= Kulumadau =

Kulumadau is a large, rural non-village (as per the official 1990 Woodlark Island census) on Woodlark Island, Milne Bay Province Papua New Guinea. It is served by Guasopa Airport. Its population during the 1990 census was 242, though it has since grown extensively; its current population is reported to be about 2,500 people, but there are no official sources for this number, as the last official census was taken in 1990 (this is the case in many rural islands of Milne Bay). There is a large primary school in Kulumadau (Kulumadau Primary School), where 200 students are taught (60 coming from outer islands). Students must travel to Alotau on the mainland to attend secondary school. Kulumadau (along with Guasopa) was built in the post-colonial times, and as such, is not considered a traditional village of Woodlark, however, since its inception, Kulumadau has been the primary population center on Woodlark Island.

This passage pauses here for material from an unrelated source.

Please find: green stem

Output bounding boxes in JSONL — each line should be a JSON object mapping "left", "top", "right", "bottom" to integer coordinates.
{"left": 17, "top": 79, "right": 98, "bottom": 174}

Kulumadau is located near the head of Kwaiapan Bay, 14 km north of the village of Bonagai and 18 km south of the village of Dikoias. Modern gold exploration was initiated in 1962 with the Bureau of Mineral Resources undertaking surface geochemistry, limited geophysics and diamond drilling during 1962 and 1963 at Kulumadau. Since 1990, Kulumadau has gained a medium-sized timber company (Milne Bay Logging) and a mining exploration camp (BHP).